Xeroderma pigmentosum and its relation to ophthalmic neoplasm.
Xeroderma pigmentosum (XP) is a rare genetic disorder characterized by sever hypersensitivity to ultraviolet (UV) light due to mutations in genes responsible for DNA repair, that are involved in nucleotide excision repair (NER). XP is caused by autosomal recessive mutations. In XP repair of UV-associated damage is impaired, UV leads to dipyrimidine nucleotide products, which are recognized by the NER pathways. Unrepaired products in XP during replication lead to errors resulting in the incorporation of a wrong nucleotide, resulting in characteristic C-to-T or CC-toTT mutations of UV damage[1,4]. Alterations in eight different genes have been associated with XP; XPA, XPC, and XPD are the most common. XP disorder lead to complete protein loss, and that the mutations may occur in many sites of different genes, so the immunohistochemistry represents an attractive technique to identify the possible aberrant gene in tissues from the patient.
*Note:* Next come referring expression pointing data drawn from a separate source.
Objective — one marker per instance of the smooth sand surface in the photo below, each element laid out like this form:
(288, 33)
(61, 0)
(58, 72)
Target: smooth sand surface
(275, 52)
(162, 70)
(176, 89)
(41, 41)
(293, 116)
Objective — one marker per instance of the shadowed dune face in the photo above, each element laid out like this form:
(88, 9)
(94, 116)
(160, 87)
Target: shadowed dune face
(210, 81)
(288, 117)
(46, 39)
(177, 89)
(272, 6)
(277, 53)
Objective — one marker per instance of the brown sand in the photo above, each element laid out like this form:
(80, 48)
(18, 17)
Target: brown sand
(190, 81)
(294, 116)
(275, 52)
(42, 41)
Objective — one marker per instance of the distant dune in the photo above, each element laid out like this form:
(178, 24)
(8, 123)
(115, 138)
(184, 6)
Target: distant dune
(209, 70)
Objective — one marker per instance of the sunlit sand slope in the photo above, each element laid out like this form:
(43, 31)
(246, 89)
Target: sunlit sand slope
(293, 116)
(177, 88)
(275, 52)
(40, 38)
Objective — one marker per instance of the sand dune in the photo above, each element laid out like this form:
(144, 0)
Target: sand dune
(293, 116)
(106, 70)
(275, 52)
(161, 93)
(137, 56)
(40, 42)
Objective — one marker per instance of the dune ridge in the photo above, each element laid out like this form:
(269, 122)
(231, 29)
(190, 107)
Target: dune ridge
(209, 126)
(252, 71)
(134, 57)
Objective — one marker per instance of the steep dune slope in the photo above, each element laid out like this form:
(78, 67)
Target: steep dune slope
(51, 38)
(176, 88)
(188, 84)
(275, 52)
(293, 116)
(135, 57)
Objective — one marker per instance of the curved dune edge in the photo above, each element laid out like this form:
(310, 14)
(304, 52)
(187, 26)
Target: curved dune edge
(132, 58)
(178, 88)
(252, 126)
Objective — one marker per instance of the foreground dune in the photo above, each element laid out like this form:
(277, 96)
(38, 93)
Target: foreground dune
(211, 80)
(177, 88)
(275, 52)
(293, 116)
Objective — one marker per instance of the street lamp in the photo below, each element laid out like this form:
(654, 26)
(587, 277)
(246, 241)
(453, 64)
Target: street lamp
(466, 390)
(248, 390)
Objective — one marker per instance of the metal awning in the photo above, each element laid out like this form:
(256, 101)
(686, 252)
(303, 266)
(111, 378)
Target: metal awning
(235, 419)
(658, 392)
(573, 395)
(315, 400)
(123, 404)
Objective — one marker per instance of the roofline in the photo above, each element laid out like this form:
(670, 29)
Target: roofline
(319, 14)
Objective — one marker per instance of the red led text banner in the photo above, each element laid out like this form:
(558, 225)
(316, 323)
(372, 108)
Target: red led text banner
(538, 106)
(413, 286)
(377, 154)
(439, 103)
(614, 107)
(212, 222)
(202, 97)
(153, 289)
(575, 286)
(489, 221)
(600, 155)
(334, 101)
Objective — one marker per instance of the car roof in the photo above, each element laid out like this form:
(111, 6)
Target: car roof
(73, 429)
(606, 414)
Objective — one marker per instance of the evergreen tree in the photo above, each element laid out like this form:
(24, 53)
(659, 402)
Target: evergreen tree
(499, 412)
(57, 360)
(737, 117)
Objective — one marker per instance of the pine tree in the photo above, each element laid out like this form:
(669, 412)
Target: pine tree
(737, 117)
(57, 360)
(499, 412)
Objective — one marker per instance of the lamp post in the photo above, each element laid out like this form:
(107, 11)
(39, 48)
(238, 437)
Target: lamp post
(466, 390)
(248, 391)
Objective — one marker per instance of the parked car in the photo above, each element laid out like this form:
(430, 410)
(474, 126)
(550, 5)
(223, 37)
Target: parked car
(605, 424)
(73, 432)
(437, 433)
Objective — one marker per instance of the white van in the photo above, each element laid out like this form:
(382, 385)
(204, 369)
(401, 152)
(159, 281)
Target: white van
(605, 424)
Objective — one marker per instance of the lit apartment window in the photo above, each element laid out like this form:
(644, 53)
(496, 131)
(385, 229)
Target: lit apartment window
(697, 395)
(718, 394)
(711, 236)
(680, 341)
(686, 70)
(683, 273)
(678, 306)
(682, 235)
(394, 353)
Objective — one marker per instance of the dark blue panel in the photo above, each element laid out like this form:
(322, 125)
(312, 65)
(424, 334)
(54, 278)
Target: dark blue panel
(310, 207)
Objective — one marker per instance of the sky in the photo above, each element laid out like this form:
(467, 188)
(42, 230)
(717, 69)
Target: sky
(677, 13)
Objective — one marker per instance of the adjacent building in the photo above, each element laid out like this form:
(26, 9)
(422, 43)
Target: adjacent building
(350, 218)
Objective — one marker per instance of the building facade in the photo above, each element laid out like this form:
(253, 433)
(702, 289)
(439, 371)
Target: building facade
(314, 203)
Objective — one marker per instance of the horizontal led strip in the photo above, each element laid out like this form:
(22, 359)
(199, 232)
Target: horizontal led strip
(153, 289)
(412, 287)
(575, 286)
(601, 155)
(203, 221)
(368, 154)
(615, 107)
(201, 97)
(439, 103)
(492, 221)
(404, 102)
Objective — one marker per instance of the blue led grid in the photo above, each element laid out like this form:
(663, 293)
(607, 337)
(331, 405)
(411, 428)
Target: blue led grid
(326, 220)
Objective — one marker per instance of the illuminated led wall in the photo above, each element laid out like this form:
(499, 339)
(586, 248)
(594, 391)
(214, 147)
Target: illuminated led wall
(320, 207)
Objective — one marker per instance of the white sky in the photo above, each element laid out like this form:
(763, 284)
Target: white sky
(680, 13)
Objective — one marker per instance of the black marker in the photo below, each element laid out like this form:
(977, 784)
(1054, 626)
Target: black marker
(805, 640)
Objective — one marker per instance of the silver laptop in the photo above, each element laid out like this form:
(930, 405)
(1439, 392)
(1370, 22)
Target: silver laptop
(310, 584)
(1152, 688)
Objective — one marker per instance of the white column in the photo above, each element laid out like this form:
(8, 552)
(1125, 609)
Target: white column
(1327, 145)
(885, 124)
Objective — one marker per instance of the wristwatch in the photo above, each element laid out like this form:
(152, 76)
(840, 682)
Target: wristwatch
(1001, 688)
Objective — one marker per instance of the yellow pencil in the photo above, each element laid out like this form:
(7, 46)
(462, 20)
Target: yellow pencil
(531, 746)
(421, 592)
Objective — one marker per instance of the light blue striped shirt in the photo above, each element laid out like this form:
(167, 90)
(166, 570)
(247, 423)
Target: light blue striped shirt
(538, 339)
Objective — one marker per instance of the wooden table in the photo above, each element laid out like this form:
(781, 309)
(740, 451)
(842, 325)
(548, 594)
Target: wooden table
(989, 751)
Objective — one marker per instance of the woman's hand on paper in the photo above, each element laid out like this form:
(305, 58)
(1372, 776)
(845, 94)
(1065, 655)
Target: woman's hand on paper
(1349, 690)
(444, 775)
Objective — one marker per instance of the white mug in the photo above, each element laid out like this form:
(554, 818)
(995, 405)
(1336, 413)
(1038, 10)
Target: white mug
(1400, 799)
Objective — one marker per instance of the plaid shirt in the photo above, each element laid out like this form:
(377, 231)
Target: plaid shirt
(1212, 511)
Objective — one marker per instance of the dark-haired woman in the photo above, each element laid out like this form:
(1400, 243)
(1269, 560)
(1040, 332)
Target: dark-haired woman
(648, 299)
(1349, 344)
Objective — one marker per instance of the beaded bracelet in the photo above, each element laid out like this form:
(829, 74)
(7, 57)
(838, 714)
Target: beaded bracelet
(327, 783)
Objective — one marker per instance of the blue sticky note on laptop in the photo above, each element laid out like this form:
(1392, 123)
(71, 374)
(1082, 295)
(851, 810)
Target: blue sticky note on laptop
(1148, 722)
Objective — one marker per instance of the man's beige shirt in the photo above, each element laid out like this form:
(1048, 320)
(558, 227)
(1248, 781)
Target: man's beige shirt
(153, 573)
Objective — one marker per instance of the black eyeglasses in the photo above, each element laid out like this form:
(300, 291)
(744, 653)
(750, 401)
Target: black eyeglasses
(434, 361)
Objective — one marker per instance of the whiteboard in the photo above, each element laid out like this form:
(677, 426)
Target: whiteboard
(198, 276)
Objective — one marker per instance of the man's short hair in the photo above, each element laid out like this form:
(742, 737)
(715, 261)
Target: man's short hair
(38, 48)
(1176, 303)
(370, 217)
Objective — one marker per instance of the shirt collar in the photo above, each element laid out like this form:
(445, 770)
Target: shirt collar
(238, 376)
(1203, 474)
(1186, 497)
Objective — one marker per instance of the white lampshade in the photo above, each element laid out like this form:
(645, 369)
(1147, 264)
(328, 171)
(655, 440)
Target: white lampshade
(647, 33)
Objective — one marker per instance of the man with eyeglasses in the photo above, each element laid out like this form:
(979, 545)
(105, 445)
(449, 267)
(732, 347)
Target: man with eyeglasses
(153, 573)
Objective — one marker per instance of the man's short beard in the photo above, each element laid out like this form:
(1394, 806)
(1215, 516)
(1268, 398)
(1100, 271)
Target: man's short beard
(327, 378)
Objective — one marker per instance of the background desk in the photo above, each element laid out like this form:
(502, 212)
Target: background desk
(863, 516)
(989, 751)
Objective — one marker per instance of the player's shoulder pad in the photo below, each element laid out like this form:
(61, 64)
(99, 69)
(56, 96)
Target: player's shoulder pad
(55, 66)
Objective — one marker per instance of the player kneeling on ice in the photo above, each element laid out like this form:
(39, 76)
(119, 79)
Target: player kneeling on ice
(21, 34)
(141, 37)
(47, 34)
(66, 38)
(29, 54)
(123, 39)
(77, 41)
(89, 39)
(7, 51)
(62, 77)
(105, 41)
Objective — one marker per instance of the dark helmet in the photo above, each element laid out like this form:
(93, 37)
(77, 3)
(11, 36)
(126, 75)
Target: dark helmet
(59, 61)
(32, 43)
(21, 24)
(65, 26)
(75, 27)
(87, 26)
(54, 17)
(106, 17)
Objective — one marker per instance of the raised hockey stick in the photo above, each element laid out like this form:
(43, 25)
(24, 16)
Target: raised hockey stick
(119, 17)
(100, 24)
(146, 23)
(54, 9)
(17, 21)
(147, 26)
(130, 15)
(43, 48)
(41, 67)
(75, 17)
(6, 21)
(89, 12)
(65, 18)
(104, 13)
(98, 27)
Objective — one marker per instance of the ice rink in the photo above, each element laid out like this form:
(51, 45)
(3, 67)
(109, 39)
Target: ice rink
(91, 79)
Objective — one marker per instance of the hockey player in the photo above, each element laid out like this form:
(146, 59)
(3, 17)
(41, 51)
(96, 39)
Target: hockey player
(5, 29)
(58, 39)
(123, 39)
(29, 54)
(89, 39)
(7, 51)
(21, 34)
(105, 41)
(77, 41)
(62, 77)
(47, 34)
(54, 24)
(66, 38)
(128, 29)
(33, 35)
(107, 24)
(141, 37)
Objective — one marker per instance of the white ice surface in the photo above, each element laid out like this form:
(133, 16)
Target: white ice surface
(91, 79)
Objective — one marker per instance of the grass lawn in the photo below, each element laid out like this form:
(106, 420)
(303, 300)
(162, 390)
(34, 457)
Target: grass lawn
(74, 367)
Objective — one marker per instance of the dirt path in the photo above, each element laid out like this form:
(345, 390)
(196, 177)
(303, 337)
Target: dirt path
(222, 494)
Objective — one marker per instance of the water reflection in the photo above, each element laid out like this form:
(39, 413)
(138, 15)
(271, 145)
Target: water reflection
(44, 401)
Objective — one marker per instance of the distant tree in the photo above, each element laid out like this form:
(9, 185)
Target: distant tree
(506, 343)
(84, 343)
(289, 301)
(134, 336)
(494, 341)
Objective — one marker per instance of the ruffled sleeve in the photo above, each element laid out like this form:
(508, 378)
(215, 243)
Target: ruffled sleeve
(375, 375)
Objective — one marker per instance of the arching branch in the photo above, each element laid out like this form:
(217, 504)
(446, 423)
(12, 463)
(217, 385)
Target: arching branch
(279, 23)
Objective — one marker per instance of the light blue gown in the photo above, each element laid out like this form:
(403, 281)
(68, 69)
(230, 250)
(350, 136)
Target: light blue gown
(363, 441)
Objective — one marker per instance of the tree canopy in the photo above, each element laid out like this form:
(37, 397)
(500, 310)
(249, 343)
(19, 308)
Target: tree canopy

Overall the clinical manifestations of XP are commonly seen in sun-exposed areas such as skin, mucous membranes, and eyes, including the ones seen after a few minutes after a sun exposure (blisters), pigmented freckles, ocular abnormalities, and well known significant increased risk of developing neoplasia in these areas. Ocular manifestations in patients with XP include photophopia, conjunctivitis, ectropion, and neoplasia. The spectrum of neoplasia affecting the ocular surface of patients with XP has not been studied as cutaneous manifestations, but includes squamous cell carcinoma (SCC), basal cell carcinoma (BCC), and malignant melanoma (MM).
Xeroderma pigmentosum is a rare, autosomal recessive disease caused by defect in DNA repair. Patients with xeroderma pigmentosum often have cutaneous and ocular sun sensitivity, pigmented freckles, multiple skin and eye cancers. XP predominatly affects the UV exposed ocular surface, resulting in eyelid atrophy, corneal dryness, and conjunctival tumors. In this study, we experienced the tumors involving the ocular surface from XP patient. Histo-pathological evaluation and immunohistochemistry was preformed using antibodies against the most common mutated genes in XP (XPA, XPC, and XPD). Sudanese male presented with neoplasms involving the ocular surface: squamous cell carcinoma(SCC), conjunctival abnormalities, including recurrent melanoma and nodular basal cell carcinoma(BCC) of the eyelid.